I began replacing kind with Uffizzi by copying and modifying the run-kind-e2e.sh
script. Instead of creating a local kind
Cluster, the new script runs the 'uffizzi cluster createcommand. Container images must be pushed to a remote registry, so we used our public ephemeral registry
registry.uffizzi.com. Because the image names were no longer static, a few more environment variables needed to be passed through to the
ginkgo` test runner. The rest of the scripting remains largely unchanged. The Uffizzi virtual cluster is destroyed after the tests finish.
Prior to parallelization, the first e2e tests on Uffizzi initially took roughly 55 minutes to complete, just like kind
on GitHub Actions. But because we're no longer constrained by the GitHub runner's resources, we can execute more tests in parallel. 21 parallel tests did execute much faster, but some tests randomly failed due to errors from the virtual Kubernetes master, implemented by k3s
with an embedded SQLite database.
My testing showed SQLite was the bottleneck blocking more parallelization. When it became saturated, the Kubernetes API returned errors like "database is locked". Fortunately, external database options are available.
etcd
with Uffizzi Virtual Clusters
Backing k3s
with PostgreSQL did allow more parallel tests to execute, but it consumed much more resources. When we tested etcd
, its performance was remarkable. With 42 parallel test runners, the full suite finished in just 25 minutes. This was a significant improvement, but more opportunities remained.

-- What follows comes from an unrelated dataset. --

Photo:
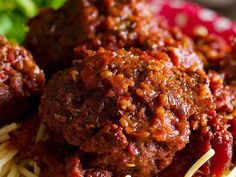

The Ginkgo framework used by nginx runs most tests in parallel, but some tests must be executed one at a time. The ingress-nginx project has about a dozen of these serial tests, and they always take roughly nine minutes to complete. This creates an execution time "floor" that became our goal. Environment variables can specify tests to skip or tests to exclusively focus on, so we can separate serial tests out into their own workflow.
Achieving 9 minutes with 32 simultaneously running Uffizzi Virtual Clusters
One hundred parallel tests were now possible across 32 simultaneously Uffizzi Virtual clusters and included tests against 4 different versions of the Kubernetes API (1.25, 1.26, 1.27, and 1.28), and they finished in nine minutes, matching the execution time of the serial tests. We even executed all 435 tests in parallel, but the total time didn't improve any further. This parallelization and its speed are not possible on GitHub's free action runners.
Even while executing all tests simultaneously, resource consumption remained low: k3s
and etcd
consumed only a few gigabytes of memory and vCPU's. This low profile empowers Uffizzi to offer this performance to all of our customers.